Deux années « volées »
« Durant deux ans, on m'a assuré que je n'étais pas malade donc je ne me suis pas considérée comme telle, ne demandant aucune prise en charge. C'étaient pourtant deux ans de fatigue, avec des symptômes divers qui n'ont pas été reconnus, qu'on m'a volés », regrette-t-elle. Une errance « très injuste », accuse-t-elle, qui lui a coûté son autonomie. « Aujourd'hui, j'ai besoin d'aide au quotidien pour lire mes mails, faire des courses, écrire des courriers, me déplacer... L'impact au long-cours est très conséquent, violent, quand le diagnostic n'est pas posé rapidement. » En effet, « si la neuromyélite optique n'est pas prise en charge, 50 % des patients seront dépendants d'un fauteuil roulant ou développeront un handicap visuel sévère avec le temps », pointe une étude iranienne publiée dans la revue scientifique internationale Clinical Medicine, en 2019*.
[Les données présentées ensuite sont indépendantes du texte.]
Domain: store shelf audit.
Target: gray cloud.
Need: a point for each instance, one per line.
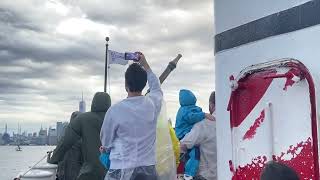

Une association pour informer et fédérer
« Lors de l'annonce diagnostique, ma première question a été : 'Est-ce qu'il existe une association dédiée ?' Réponse : non. Je me suis sentie très seule », confie Souad. C'est aux Etats-Unis que la jeune femme trouve du soutien. En se rendant à un congrès, elle entend le témoignage d'une présidente d'association qui confie que la neuromyélite optique « lui fait peur, très peur ». « Ça m'a rassurée et m'a fait du bien car je me suis autorisée, moi aussi, à avoir peur, explique Souad. S'autoriser à ressentir ce type d'émotions, c'est capital. »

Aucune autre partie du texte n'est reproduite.